C'est ce que nous confie Olga, la quarantaine , deux beaux enfants et un mari parfait…Quinze années de certitudes et d'oeillères vont malgré tout s'envoler comme une brume du matin poussée par le vent.
Le récit est d'une efficacité remarquable. La langue est soignée mais aussi parfaitement imagée pour rendre compte de la lente plongée vers l'aliénation , que la présence des enfants, témoins, acteurs, thérapeutes, rend encore plus angoissante. On n'ose pas imaginer les conséquences psychiques d'un tel épisode sur de jeunes âmes , fussent-elles bien matures pour leur âge .
Il ne s'agit pas seulement de ruminations ou de délires conceptuels.
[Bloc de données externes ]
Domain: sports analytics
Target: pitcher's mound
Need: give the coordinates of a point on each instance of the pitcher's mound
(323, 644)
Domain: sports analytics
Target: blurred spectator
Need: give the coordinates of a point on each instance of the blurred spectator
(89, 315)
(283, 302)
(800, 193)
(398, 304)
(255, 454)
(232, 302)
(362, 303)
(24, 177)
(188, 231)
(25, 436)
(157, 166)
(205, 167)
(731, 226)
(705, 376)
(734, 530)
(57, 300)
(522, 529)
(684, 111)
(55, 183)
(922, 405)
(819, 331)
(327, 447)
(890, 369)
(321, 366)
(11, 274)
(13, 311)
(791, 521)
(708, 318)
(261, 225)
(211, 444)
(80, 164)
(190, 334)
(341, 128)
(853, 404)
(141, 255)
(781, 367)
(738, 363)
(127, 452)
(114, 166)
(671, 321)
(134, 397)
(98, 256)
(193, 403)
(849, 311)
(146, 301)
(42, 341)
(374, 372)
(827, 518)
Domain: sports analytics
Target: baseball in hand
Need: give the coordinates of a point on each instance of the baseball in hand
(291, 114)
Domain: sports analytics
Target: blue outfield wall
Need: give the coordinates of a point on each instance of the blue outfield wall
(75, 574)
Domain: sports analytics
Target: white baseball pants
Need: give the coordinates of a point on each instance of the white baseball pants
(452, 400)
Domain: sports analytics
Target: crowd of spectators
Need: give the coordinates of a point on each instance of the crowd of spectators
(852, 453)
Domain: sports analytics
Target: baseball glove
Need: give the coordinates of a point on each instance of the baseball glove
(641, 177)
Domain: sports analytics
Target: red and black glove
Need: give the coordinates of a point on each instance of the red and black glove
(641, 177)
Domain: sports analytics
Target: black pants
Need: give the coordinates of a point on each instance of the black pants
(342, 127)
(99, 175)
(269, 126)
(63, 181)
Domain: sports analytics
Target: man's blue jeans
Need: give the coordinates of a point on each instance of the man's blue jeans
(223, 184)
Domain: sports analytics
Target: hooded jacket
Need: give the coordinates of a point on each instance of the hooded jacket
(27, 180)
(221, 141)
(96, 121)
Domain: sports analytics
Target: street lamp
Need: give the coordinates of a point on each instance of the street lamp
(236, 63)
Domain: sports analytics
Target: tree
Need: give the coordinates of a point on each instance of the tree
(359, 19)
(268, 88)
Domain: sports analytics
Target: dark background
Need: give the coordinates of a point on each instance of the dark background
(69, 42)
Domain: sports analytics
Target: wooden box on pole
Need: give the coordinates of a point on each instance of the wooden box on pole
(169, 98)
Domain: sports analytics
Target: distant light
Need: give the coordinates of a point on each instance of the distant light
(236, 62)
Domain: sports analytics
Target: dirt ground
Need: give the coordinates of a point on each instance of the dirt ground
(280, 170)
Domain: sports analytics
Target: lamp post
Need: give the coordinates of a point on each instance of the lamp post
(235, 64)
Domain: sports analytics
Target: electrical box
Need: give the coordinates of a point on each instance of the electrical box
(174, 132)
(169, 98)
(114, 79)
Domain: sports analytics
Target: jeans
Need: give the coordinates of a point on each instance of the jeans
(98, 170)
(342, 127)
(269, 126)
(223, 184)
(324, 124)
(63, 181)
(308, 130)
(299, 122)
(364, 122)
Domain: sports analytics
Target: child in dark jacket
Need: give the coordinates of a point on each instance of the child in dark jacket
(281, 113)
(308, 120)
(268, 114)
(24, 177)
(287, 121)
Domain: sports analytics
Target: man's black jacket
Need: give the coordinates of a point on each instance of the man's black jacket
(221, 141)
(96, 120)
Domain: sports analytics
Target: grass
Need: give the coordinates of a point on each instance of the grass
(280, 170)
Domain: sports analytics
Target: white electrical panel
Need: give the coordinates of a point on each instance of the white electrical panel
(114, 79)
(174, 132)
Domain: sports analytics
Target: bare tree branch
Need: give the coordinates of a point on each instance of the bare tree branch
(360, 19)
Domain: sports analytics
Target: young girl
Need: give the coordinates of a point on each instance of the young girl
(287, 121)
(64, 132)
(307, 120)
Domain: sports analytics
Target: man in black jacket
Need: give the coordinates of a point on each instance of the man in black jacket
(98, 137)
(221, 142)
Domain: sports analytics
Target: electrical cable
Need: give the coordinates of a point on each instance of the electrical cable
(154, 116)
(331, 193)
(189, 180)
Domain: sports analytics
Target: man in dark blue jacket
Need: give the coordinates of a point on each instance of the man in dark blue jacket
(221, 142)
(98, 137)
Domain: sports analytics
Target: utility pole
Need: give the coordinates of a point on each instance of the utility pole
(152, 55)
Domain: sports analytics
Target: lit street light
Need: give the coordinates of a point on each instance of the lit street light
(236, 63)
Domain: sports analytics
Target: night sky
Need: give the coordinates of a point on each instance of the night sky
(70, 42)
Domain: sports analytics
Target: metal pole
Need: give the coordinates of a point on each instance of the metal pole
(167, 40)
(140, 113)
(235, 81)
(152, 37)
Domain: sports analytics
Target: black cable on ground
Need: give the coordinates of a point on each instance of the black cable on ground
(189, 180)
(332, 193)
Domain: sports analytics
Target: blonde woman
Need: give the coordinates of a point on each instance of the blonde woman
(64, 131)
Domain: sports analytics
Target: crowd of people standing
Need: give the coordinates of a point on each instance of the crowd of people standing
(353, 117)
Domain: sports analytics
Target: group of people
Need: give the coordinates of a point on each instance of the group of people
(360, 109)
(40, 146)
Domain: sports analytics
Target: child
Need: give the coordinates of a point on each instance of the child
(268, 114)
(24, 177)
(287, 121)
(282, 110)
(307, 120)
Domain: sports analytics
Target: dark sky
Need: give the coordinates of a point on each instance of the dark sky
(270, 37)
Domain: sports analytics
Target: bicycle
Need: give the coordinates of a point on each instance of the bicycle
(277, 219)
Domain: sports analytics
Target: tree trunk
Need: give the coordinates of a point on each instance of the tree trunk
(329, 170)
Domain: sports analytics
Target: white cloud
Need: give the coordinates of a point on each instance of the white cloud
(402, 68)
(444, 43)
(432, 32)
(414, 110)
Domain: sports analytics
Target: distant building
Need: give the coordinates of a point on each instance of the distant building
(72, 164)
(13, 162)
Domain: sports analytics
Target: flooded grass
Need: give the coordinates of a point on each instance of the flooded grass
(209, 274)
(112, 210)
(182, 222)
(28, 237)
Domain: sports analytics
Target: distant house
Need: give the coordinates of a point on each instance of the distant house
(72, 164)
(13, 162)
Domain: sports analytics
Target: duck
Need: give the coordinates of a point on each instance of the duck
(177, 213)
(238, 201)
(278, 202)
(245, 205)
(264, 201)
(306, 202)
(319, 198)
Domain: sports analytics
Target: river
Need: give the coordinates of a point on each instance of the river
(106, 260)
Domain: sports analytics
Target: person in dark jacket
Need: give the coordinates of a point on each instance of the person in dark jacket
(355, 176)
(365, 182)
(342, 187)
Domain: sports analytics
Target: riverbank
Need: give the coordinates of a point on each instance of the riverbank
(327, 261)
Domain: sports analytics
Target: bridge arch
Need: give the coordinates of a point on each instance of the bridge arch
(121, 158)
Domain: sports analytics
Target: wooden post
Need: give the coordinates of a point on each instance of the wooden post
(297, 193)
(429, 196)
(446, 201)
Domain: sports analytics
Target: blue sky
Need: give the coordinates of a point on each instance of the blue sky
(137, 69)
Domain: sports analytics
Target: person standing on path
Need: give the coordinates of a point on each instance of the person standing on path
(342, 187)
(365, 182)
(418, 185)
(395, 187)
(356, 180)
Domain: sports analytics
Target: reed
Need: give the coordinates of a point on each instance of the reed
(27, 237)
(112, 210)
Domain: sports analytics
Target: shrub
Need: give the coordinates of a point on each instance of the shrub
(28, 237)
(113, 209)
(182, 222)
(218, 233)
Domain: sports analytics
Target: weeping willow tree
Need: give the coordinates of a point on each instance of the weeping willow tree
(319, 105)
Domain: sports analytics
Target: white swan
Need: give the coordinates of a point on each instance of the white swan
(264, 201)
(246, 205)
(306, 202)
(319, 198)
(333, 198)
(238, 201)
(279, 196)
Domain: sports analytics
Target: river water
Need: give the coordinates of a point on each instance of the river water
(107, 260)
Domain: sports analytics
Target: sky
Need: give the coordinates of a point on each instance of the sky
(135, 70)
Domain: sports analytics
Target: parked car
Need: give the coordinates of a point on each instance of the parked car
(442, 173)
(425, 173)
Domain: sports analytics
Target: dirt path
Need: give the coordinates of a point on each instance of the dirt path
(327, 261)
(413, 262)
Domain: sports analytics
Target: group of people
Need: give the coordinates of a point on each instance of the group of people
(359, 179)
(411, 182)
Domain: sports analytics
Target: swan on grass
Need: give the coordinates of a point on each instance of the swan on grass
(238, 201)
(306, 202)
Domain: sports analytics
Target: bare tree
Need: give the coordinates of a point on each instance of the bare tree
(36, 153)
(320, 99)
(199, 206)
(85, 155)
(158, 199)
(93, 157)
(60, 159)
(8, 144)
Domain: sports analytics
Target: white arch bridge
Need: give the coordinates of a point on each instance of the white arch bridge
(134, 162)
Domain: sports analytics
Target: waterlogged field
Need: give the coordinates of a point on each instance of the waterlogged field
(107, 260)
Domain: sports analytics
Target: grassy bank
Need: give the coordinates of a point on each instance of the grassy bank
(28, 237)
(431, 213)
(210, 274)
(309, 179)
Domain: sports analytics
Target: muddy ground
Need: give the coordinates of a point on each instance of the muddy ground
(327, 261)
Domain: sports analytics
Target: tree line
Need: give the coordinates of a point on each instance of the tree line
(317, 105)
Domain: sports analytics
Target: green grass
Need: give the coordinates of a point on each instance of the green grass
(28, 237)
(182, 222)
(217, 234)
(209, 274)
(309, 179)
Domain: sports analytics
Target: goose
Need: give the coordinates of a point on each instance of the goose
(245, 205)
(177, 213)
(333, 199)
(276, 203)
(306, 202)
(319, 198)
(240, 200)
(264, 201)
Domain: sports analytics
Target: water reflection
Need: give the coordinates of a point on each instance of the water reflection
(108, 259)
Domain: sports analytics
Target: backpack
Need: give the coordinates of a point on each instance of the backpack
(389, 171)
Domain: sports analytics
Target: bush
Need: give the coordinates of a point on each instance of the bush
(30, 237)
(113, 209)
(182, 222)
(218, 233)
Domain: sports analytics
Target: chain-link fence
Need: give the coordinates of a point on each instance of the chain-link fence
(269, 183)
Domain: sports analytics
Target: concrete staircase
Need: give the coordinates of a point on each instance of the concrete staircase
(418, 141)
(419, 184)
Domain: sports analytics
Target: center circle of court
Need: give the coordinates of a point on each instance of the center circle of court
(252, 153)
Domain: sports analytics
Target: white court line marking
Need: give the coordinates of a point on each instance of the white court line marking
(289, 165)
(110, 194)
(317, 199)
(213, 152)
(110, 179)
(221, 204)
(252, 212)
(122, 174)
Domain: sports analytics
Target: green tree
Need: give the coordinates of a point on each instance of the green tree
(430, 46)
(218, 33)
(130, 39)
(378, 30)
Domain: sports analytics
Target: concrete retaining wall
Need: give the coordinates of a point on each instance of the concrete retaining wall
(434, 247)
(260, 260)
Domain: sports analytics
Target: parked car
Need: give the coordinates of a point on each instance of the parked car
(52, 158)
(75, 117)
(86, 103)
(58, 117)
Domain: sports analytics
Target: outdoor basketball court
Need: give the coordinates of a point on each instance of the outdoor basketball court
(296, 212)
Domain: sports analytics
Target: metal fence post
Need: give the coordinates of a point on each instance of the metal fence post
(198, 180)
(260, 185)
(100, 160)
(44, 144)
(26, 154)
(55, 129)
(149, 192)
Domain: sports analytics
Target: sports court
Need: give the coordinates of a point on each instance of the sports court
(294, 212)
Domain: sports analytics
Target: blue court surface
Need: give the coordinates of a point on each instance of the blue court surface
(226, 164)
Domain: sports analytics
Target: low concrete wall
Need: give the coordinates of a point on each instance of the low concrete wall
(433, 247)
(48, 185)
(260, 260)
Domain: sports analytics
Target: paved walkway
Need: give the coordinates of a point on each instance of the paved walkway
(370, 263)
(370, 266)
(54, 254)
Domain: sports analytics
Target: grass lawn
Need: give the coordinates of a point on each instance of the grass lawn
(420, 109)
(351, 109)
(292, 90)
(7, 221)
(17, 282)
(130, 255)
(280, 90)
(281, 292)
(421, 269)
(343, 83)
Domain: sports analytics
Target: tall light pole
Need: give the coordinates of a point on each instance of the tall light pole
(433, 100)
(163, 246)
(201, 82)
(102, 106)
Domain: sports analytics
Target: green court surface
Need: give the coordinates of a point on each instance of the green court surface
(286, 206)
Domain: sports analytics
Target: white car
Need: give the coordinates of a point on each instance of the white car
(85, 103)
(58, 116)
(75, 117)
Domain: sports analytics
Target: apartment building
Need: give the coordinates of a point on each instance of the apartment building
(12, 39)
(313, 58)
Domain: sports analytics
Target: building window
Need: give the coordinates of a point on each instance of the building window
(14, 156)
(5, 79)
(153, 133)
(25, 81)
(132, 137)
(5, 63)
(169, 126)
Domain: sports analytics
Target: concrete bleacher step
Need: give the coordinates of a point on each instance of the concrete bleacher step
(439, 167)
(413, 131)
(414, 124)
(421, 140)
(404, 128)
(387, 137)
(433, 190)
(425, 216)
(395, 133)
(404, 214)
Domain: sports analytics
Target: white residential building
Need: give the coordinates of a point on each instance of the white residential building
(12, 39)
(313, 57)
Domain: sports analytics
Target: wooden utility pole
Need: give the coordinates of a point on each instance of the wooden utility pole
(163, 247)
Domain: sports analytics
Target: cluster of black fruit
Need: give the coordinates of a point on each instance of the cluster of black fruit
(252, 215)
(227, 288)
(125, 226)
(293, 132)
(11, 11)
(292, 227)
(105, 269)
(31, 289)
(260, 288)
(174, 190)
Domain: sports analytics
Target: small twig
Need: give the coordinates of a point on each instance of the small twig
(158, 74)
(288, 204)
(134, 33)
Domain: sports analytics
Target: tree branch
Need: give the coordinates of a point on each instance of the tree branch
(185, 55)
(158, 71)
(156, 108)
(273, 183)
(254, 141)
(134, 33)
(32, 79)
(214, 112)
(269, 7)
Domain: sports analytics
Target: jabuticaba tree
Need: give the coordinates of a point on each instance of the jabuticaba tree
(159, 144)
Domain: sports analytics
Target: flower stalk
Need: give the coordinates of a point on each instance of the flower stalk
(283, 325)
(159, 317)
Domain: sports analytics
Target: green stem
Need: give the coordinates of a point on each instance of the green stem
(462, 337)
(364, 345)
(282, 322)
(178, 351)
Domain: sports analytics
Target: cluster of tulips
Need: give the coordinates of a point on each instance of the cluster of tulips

Olga se bat avec la réalité dans toute sa trivialité : ce qui fut son quotidien d'épouse accomplie devient une trame d'un cauchemar nauséabond.
Si le propos est bien éloigné de ce que l'on a connu dans la saga à succès d'Elena Ferrante, on retrouve la force attribuée à la narratrice , même s'il s'agit d'une force négative. Pas de demi-teinte, pas de mièvrerie, Olga est un personnage marquant, attachant et violent.

C'est tout le talent de l'auteur que de faire d'une banale histoire de l'échec d'un mariage, un quasi-thriller .
Lien : http://kittylamouette.blogsp..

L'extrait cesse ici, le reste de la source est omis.